Support for CUDA and OpenCL GPU hardware was added in 2010. Also, since version 8 it can generate C code, which is automatically compiled by a system C compiler, such as GCC or Microsoft Visual Studio.
Deployment
There are several ways to deploy applications written in Wolfram Mathematica:
Connections with other applications
Communication with other applications occurs through a protocol called Wolfram Symbolic Transfer Protocol (WSTP). It allows communication between the Wolfram Mathematica kernel and front-end, and also provides a general interface between the kernel and other applications. Wolfram Research freely distributes a developer kit for linking applications written in the programming language C to the Mathematica kernel through WSTP. Using J/Link., a Java program can ask Mathematica to perform computations; likewise, a Mathematica program can load Java classes, manipulate Java objects and perform method calls. Similar functionality is achieved with .NET /Link, but with .NET programs instead of Java programs. Other languages that connect to Mathematica include Haskell, AppleScript, Racket, Visual Basic, Python and Clojure.
Links are available to many mathematical software packages including OpenOffice.org Calc, Microsoft Excel, MATLAB, R, SageMath (which can also pull up Mathematica), Singular, Wolfram SystemModeler, and Origin.
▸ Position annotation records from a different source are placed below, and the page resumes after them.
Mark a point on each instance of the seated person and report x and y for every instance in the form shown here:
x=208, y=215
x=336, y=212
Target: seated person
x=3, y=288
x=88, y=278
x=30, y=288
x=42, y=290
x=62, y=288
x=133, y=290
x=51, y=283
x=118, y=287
Mathematical equations can be exchanged with other computational or typesetting software via MathML.
Communication with Structured Query Language (SQL) databases is achieved through built-in support for Java Database Connectivity (JDBC). Mathematica can also install web services from a Web Services Description Language (WSDL) description. It can access HDFS data via Hadoop.
Mathematica can call a variety of cloud services to retrieve or send data including ArXiv, Bing, ChemSpider, [[CrossRef", Dropbox,Facebook, Federal Reserve, Fitbit, Flickr, Google (Analytics, Calendar, Contacts, search, translate),Instagram, LinkedIn, MailChimp, MicrosoftTranslator]],Mixpanel, MusicBrainz, OpenLibrary, OpenPHACTS, PubChem, PubMed, Pushbullet, Reddit, RunKeeper, SeatGeek, SurveyMonkey, Twilio, Twitter, Wikipedia and Yelp.
Mathematica can capture real-time data via a link to LabVIEW, from financial data feeds and directly from hardware devices via GPIB (IEEE 488), USB and serial interfaces. It automatically detects and reads from HID devices.
Computable data
Wolfram Mathematica includes collections of curated data provided for use in computations. Mathematica is also integrated with Wolfram Alpha, an online service which provides additional data, some of which is kept updated in real time. Some of the data sets include astronomical, chemical, geopolitical, language, biomedical and weather data, in addition to mathematical data (such as knots and polyhedra).
Reception
BYTE in 1989 listed Mathematica as among the "Distinction" winners of the BYTE Awards, stating that it "is another breakthrough Macintosh application ... it could enable you to absorb the algebra and calculus that seemed impossible to comprehend from a textbook".
History
Wolfram Mathematica built on the ideas in Cole and Wolfram's earlier Symbolic Manipulation Program (SMP). The name of the program "Mathematica" was suggested to Stephen Wolfram by Apple cofounder Steve Jobs although Wolfram had thought about it earlier and rejected it.